The convenience of the system increased dramatically about 5 years back with the introduction of the SUICA - a pre paid  rechargable card that can be used across almost all forms of public transport (the ferries, and the monorails inside Disneyland and Ueno Zoo are the only exceptions I can think of.)  Touch the card to the card reader on the ticket gate and the gates remain open.  Don't touch and the gates jam shut (much more efficient than the train systems in Sydney, Bangkok and London).  The Suica also has the capacity to be integrated into a mobile phone.
The railways have started to prioritise accessibility to ensure they sill have customers as the population ages.  There is some way to go, especially with the subways, but lifts and escalators are, station by station, beginning to make the system more user friendly.
I am not sure what the on time running rate is for trains here.  Pretty good.   For the subways close to 100 percent I expect.  JR and above ground lines are more vulnerable to the elements, sometimes stopping due to wind or flooding.  Rates of stoppages due to "human accidents".  JR's tracks are exposed whereas the new subway lines have gates on the platforms that open when the train arrives, effectively preventing people from getting onto the tracks.


People often give high population density as the reason for why good public transport is possible.  Very true however Tokyo has  several other background conditions that facilitate having a good transport system:  employers pay for employees train ticket to and from work which guarantees passengers on the train;  low car ownership necessitating public transport use, in part because to own a car in Tokyo, you need to have a parking space  - usually rented separately from an apartment and to drive to work you would need a day time and night time car space;  company executives as well as workers catch the trains to work - though from what I can see, this is not true of politicians; and to some extent having numerous urban hubs.

These are just background conditions though.  From what I can see, there are two main reasons why Tokyo's transport is good.  The first is that there is a belief that public tranport is the backbone of people movement.
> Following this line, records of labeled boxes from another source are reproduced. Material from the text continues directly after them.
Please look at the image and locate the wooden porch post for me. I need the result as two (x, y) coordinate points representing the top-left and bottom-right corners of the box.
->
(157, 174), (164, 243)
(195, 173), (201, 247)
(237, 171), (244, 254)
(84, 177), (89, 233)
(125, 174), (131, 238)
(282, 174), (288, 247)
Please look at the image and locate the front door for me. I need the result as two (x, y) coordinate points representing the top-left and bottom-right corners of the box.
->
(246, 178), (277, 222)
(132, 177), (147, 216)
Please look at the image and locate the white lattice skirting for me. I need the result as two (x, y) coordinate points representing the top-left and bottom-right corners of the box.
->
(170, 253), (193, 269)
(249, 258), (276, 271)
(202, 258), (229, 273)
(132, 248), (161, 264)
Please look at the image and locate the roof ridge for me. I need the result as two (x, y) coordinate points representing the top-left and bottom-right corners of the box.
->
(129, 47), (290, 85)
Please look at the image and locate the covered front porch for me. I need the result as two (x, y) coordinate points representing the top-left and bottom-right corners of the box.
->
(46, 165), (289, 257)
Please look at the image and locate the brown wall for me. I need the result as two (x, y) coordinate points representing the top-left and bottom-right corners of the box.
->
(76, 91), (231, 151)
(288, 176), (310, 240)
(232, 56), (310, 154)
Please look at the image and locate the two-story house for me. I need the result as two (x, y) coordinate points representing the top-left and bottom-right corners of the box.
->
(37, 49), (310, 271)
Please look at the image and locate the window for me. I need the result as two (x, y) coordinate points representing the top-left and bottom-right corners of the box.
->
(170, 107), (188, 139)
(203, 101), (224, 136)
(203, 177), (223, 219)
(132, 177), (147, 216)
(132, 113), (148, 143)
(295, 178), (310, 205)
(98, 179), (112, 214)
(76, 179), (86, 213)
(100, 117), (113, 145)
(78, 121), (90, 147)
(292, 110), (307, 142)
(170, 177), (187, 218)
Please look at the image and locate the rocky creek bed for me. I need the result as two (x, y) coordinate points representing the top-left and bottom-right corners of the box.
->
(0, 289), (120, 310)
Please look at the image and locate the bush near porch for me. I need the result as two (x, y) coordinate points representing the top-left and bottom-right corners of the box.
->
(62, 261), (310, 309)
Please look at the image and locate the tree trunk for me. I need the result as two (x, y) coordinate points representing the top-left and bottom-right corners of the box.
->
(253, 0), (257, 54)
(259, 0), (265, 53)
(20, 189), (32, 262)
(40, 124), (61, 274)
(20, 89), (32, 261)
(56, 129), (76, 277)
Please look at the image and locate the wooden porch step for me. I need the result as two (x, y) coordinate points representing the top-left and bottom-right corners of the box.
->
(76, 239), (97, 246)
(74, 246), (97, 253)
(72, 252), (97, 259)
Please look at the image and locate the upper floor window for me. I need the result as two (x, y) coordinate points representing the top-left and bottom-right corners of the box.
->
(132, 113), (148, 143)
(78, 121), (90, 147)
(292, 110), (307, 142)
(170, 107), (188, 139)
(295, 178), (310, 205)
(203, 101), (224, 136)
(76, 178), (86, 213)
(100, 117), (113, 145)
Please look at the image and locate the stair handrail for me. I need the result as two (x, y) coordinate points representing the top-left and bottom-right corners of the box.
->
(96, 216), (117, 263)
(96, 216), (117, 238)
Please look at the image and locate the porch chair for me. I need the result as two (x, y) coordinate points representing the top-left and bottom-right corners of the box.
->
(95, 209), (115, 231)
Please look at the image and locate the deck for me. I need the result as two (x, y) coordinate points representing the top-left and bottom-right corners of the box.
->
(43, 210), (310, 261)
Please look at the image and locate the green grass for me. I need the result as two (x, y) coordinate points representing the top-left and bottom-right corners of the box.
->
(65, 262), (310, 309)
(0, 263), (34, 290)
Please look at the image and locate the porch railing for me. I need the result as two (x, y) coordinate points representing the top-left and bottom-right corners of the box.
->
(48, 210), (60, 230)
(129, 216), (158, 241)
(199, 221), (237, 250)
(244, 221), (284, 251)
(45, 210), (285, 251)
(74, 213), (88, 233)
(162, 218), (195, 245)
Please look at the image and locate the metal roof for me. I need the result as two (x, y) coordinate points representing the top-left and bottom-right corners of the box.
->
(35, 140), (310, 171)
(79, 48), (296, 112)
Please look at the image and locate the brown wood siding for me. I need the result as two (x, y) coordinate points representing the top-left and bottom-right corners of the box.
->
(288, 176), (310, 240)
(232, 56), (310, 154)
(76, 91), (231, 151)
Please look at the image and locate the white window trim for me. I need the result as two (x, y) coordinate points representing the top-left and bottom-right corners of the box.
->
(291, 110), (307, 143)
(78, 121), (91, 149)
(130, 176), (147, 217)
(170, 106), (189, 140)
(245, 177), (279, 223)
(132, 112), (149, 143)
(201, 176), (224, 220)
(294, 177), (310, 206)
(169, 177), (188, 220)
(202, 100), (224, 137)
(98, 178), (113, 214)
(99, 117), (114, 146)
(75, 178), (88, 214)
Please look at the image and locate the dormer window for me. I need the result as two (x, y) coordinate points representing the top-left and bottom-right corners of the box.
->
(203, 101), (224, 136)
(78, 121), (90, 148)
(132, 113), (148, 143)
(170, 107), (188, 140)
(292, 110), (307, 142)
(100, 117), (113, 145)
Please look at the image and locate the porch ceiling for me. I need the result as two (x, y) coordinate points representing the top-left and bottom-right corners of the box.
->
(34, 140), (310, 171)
There is no sense among people that they should be able to drive to work in central Tokyo. In daily life, cars and trains don't compete much.  Secondly, government - perhaps with private rail lines as well - has a very far sighted plan for the whole city and transport is part of that.    The Fukutoshin line  is the newest  to open in Tokyo. The initial planning for it began in 1972 and has been opened in various stages since 1994.  By 2012 it will be completed as a through train from Saitama, north  of Tokyo, to Yokohama, south of Tokyo.     Apparently, when the Shinkansen lines were built into Tokyo station 40? years ago, there was space left to enable the long distance commuter lines that terminate at Ueno, several km north of Tokyo station, to be extended at some point in the future.  The extension has started recently and will be completed by 2014.   As far as I know, no more major lines are planned, though numerous tweaks and extensions  are planned and on-going. 

It's a good system and worth studying by anywhere that wanted to improve public transport. Writing off comparison based on different population density ignores the reality that population density is only one of many factors that make it work.
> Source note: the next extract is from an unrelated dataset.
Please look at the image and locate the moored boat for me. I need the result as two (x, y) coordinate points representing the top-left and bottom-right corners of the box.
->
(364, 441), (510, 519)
http://upload.wikimedia.org/wikipedia/commons/1/11/Tokyo_metro_history_map.gif

I am not sure if this will work in animation, it shows the historical development of subways in Tokyo.  If it doesn't work, the hyperlink will take you to it.

* many of the subways extend into privately run lines  outside of central Tokyo.
**I am not sure when this planning and co-operation began, probably at the end of the war with a planning surge at time of the Tokyo Olympics - pre war I don't think transportation planning was centralised at all.